Emniyet kemerinin, sürücünün başka bir taşıta veya sert cisime çarpması, başka bir sürücünün sizin kullandığınız taşıta çarpması, sürücünün bir sebeple taşıtın kontrolünü kaybetmesi ile taşıtın devrilmesi gibi olumsuz durumlarda devreye girerek sürücü ve yolcuların taşıtın içinde en güvenli yer olan koltuklarında sabit kalmalarını sağladığını anlatan Dr. Öğr. Üyesi Rüştü Uçan, şöyle devam etti:

“Belirli bir hızda seyahat halindeki bir taşıtla ilerlerken başka bir taşıta çarptığını düşünün. İçinde bulunduğunuz taşıtın hızı da ülkemizdeki şehir içi hız limiti olan saatte 50 kilometre olsun. Bu çarpışma sonrası taşıtınızın ilerlemesi engellendiği için hızla duruşa geçecektir. Taşıtın içindeki sürücü ve yolcuların emniyet kemerleri takılı değilse, taşıtın son hızı olan saatte 50 kilometre hızla taşıtın içinde ileri doğru hareket edeceklerdir. Ön koltukta oturanlar taşıtın ön paneline, ön camına ve taşıtın arka koltuğundakiler önlerindeki koltuğa doğru saatte 50 kilometre hızla çarpacaklardır. Narin insan bedeninin bu çarpışmaya dayanması maalesef mümkün değildir. Kafa kırılmaları, boyun kırılmaları, taşıtın camından dışarı fırlamalar, tutunmaya çalışırken kırılan kollar, bacaklar maalesef kaçınılmazdır. 

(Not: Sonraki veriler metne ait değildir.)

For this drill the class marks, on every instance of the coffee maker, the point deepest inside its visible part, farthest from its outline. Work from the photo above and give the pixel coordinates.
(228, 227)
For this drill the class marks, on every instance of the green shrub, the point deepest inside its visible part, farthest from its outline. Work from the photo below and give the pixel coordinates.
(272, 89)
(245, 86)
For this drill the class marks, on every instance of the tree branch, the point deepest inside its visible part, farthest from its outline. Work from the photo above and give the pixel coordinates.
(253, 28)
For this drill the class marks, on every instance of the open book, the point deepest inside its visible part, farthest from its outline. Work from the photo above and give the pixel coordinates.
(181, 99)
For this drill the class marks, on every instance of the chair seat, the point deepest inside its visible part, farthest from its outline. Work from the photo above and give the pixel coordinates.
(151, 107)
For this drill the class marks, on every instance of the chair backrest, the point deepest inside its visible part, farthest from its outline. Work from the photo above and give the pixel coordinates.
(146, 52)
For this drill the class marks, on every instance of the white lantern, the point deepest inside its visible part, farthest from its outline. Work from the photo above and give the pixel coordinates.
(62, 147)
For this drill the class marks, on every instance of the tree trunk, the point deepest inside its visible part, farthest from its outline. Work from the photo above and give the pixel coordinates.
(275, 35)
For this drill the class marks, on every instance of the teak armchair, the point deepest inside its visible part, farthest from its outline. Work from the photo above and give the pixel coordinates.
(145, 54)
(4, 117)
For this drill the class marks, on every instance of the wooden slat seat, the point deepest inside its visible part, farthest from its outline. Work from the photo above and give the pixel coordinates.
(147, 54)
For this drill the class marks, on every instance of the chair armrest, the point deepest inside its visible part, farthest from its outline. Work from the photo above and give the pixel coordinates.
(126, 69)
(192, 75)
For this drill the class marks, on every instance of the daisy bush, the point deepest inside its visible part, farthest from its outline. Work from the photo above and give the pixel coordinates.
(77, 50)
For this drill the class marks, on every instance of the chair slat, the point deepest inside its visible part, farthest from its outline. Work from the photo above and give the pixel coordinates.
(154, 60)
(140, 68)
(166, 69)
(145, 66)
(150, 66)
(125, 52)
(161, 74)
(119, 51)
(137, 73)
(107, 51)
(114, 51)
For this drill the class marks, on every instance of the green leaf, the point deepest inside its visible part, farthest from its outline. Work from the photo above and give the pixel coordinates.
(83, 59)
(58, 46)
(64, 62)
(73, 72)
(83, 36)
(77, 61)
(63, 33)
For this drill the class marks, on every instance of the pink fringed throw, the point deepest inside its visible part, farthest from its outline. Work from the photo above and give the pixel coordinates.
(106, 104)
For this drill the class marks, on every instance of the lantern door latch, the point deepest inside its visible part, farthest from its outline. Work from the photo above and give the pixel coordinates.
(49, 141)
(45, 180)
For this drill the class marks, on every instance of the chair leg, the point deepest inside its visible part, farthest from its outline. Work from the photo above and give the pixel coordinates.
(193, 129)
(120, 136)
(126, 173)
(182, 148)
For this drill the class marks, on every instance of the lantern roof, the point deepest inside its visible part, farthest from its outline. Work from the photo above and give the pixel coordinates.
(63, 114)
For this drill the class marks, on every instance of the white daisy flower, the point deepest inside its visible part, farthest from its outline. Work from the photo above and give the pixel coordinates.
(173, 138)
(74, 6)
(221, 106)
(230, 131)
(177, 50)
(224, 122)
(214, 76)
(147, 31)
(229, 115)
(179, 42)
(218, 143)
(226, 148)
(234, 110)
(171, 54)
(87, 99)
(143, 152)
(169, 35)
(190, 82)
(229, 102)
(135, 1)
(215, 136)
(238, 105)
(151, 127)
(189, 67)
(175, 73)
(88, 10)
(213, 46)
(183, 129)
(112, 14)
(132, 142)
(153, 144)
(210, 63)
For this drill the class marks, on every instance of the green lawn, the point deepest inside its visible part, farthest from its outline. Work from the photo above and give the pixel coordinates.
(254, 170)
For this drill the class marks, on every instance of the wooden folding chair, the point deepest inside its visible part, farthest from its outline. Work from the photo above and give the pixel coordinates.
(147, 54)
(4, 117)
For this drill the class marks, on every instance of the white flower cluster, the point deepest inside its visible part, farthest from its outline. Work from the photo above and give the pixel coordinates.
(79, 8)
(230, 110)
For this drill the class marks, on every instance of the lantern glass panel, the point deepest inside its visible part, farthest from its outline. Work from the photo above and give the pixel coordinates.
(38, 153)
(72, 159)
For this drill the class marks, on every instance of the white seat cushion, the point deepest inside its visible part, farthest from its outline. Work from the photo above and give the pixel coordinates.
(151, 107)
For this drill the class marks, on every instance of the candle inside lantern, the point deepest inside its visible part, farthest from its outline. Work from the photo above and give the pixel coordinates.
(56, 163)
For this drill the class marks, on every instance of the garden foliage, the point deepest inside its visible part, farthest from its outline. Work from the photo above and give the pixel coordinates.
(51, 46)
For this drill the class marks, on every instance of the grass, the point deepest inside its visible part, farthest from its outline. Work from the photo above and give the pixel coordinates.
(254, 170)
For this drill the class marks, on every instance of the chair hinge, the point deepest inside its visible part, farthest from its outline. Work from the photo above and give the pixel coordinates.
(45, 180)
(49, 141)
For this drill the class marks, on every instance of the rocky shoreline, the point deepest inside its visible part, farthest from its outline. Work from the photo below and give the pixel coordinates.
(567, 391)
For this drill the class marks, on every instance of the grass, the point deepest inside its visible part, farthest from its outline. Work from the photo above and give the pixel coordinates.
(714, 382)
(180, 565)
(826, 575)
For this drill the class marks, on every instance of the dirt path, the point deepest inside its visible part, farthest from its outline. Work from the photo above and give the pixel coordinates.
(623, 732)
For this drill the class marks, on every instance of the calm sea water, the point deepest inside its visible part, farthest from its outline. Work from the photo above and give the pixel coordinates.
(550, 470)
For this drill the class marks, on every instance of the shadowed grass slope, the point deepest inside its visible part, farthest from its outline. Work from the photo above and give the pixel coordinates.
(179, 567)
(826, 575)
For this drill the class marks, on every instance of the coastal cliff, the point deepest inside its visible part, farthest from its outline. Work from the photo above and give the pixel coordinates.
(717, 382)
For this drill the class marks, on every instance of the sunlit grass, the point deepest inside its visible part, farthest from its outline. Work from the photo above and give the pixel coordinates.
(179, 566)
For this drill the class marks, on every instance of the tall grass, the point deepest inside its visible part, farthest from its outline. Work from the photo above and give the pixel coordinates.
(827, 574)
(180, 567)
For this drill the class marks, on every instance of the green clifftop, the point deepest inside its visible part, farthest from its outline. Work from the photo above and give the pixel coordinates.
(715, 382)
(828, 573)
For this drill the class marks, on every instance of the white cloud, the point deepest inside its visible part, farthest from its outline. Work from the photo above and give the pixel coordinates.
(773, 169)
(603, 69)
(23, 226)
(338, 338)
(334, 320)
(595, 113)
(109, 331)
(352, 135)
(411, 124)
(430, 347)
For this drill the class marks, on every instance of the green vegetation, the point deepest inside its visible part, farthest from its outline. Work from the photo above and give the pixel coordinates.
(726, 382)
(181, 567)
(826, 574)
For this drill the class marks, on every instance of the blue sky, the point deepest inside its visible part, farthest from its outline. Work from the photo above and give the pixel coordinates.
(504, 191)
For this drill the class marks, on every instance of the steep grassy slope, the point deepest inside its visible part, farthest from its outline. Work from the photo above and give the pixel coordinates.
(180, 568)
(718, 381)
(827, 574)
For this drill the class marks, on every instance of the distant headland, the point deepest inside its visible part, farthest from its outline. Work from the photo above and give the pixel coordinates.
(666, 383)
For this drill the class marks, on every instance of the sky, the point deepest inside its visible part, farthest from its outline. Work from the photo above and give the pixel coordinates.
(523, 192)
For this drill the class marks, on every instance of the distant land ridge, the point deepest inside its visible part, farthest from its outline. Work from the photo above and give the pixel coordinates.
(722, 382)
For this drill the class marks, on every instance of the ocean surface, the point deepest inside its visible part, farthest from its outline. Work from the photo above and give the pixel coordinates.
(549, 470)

2022 Emniyet Genel Müdürlüğü kaza verilerine göre; emniyet kemeri takılı olmayan ölümlü yaralanmalı kaza sayısı, takılı olana nazaran 2 kat daha fazladır. Ölümlü kazalarda emniyet kemeri kullananların yüzde 24.8'i hiç zarar görmeden kazayı atlatırken, emniyet kemeri kullanmayanlarda bu oran yüzde 6.3'tür.”